Facebook made its first appearance when I was a junior in college, when you still had to have an e-mail address from a school that had actually signed up to be on Facebook in order to be active on the social media site. I guess it provided us an incorrect sense of security due to the fact that my friends and I naively presumed that the rule of having to have a college email address to be on Facebook would help to keep a great deal of the creeps off of the site.
I do not believe I believed much about privacy at the time. Facebook was really the first social media site that I had any interaction with, so I didn’t actually consider who could see my profile and the pictures that I shared. Throughout my first main date with my hubby, nevertheless, he thought he slyly worked a few things he had seen on my Facebook profile into the conversation. This was still during the early Facebook days, and this was probably the very first time that I understood how public your Facebook profile truly is.
As time went on, Facebook started letting anybody and everyone have an account, and it became far more than just a college social networking site.

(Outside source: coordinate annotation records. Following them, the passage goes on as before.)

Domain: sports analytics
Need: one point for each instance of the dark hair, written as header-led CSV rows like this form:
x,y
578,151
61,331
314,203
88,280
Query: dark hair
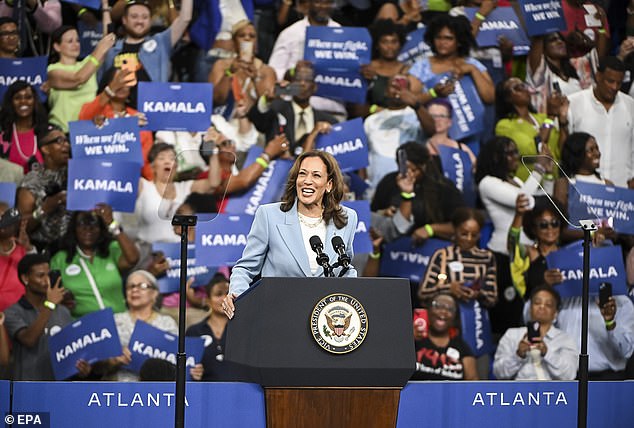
x,y
333,211
440,102
611,62
28,261
542,205
56,37
549,289
458,25
216,279
504,108
8,116
69,242
573,152
567,70
463,214
157,149
492,159
385,27
157,370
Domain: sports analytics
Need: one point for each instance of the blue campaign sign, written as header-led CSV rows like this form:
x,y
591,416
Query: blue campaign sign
x,y
150,342
403,259
93,181
221,241
606,265
7,192
91,338
337,53
542,16
414,47
176,106
348,143
362,243
268,188
476,327
607,204
457,166
117,139
32,70
502,21
170,283
130,404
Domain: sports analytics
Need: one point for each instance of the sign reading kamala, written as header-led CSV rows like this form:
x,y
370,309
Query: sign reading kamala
x,y
176,106
31,70
150,342
348,143
542,16
117,139
502,21
93,181
588,201
337,53
362,242
170,283
268,188
414,47
221,241
606,265
91,338
401,258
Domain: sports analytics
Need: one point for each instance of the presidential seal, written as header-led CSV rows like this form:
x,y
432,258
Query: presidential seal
x,y
339,323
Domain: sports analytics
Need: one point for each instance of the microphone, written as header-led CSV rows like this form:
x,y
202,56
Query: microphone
x,y
322,258
340,249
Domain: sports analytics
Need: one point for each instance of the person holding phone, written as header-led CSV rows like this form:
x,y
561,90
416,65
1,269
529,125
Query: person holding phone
x,y
546,353
244,76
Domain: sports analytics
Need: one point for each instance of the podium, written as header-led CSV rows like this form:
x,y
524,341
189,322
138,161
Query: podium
x,y
328,351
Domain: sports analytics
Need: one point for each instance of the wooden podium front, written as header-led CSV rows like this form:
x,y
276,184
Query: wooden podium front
x,y
277,341
331,407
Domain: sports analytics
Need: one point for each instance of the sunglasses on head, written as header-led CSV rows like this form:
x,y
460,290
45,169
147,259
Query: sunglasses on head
x,y
545,224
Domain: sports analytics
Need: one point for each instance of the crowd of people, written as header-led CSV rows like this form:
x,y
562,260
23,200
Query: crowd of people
x,y
561,114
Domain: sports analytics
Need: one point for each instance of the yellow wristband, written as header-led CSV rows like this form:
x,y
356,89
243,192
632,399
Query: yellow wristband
x,y
264,164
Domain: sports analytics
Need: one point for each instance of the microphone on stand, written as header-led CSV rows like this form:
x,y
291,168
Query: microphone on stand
x,y
322,258
343,259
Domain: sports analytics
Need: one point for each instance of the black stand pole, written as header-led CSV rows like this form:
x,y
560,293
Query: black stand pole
x,y
582,409
184,221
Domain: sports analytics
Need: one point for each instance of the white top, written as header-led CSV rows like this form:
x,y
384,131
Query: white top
x,y
560,362
499,198
288,49
307,232
613,130
155,214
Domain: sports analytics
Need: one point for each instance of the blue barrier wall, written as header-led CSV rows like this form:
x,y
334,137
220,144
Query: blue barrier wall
x,y
423,404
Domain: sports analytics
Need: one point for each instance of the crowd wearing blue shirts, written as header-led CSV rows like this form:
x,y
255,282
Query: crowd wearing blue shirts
x,y
478,149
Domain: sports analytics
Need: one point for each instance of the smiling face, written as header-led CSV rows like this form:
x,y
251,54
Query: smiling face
x,y
543,307
68,46
312,183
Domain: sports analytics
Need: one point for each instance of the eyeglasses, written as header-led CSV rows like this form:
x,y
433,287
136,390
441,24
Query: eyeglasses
x,y
443,307
140,286
544,224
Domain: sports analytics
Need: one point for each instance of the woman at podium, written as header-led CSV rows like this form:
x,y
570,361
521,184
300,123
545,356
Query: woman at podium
x,y
292,238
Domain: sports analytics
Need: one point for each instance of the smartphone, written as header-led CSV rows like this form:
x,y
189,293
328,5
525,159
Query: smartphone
x,y
605,292
401,157
290,90
532,331
54,276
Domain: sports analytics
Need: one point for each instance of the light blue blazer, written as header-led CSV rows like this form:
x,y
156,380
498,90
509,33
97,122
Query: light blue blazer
x,y
275,247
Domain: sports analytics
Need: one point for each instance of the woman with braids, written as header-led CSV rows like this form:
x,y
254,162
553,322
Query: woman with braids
x,y
279,241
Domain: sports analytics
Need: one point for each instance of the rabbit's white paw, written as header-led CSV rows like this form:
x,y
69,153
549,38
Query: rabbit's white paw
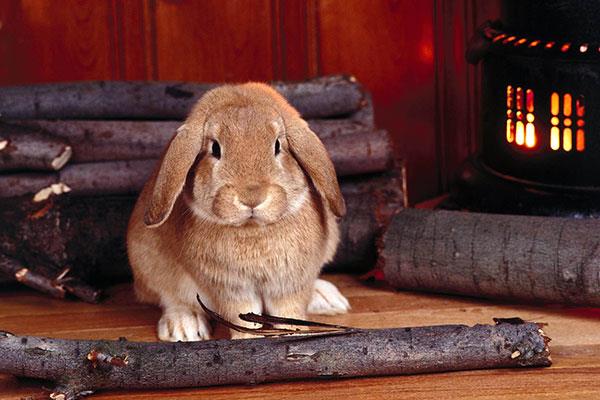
x,y
182,324
327,299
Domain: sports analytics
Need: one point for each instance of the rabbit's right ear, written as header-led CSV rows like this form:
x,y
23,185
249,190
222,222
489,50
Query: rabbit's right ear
x,y
170,178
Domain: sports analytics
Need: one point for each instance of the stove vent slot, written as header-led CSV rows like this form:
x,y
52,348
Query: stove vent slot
x,y
567,131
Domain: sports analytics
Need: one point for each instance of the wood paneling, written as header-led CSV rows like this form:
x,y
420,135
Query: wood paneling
x,y
214,40
54,41
575,346
410,54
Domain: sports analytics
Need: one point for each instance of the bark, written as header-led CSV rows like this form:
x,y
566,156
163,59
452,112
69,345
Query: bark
x,y
30,149
45,279
355,154
131,140
360,154
87,233
102,178
84,234
370,202
12,267
531,259
316,98
81,366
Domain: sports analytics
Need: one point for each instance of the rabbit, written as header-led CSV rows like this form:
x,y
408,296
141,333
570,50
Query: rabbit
x,y
242,210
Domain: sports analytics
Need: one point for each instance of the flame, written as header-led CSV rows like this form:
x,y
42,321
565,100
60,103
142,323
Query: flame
x,y
520,135
554,103
567,105
530,135
510,131
580,142
554,138
579,107
567,139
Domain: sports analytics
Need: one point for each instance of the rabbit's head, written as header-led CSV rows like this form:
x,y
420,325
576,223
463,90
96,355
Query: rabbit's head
x,y
244,155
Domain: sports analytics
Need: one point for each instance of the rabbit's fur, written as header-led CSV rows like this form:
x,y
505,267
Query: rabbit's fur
x,y
242,210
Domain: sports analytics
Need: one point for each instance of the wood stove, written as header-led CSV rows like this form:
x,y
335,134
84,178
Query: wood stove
x,y
540,112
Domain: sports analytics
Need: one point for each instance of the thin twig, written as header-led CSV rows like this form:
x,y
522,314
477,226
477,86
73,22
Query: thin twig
x,y
265,319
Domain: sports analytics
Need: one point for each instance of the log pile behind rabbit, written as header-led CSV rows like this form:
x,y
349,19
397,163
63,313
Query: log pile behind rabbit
x,y
242,209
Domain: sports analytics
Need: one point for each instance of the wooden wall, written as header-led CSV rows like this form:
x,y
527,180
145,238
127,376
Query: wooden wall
x,y
409,53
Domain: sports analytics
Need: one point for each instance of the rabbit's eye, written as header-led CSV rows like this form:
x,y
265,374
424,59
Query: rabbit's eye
x,y
277,147
216,150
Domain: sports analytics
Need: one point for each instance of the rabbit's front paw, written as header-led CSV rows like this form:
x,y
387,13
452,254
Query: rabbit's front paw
x,y
183,324
327,299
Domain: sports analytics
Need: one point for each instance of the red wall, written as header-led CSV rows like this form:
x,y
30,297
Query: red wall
x,y
409,53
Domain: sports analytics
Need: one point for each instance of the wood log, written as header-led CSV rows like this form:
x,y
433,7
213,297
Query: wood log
x,y
355,154
530,259
80,367
102,178
29,149
370,202
360,154
45,279
326,96
87,234
132,140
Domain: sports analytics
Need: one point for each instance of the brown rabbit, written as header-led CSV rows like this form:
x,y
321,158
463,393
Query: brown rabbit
x,y
242,210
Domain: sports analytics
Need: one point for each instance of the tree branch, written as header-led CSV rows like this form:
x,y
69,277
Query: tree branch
x,y
327,96
82,366
539,259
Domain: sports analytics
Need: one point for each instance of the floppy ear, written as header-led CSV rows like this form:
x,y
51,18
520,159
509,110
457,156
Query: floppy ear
x,y
312,156
170,178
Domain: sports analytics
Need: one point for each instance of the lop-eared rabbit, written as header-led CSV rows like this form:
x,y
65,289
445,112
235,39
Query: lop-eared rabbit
x,y
242,210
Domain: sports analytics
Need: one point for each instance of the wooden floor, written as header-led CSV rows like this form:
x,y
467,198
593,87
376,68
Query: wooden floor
x,y
575,346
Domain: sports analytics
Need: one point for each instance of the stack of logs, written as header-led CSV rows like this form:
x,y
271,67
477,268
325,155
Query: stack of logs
x,y
74,156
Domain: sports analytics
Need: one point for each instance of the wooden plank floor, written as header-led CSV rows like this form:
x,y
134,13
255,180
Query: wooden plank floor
x,y
575,346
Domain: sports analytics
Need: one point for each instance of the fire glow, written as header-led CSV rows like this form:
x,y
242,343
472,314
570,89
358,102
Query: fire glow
x,y
520,127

I still remember my dad sending me a Facebook friend demand and how strange I believed it was at the time to envision my parents connecting on social media. Amusing enough, my friends and I find that our moms and dads (55+ audience) are now the most active on Facebook. In fact, as of January 2014, the 55+ group on Facebook consisted of roughly 28 million users, making it the fastest growing group on the social media website. At this moment, you probably shouldn’t put anything online that you would not desire your moms and dads, colleagues or children to see.
When I started working in Corporate America, I played a role in helping to hire students right out of college for my former organization’s Management Development Program. Can you guess exactly what among our tools was to talk to candidates? That’s right. Facebook. Remarkably, a number of our candidates at the time had actually not taken advantage of Facebook’s privacy functions, so pictures of all of their late night celebration shenanigans were readily available to the general public. Yes, I think I was one of those creepy Facebook stalkers that had a look at profiles of people I had never even fulfilled in the past, and yes, specific photos absolutely reduced a person’s opportunities of landing a job. That being stated, you need to double check your privacy settings until you apply for a new job, and keep anything somewhat non expert personal while you are utilized.
As a company owner, I likewise suggest you constantly keep your Facebook privacy settings in mind. While you desire your brand name’s Facebook profile readily available for all of the public to see it, your personal life needs to remain individual. A lot of intimate individual information might impact how your audience interacts with your brand on social media, particularly if they touch on controversial issues.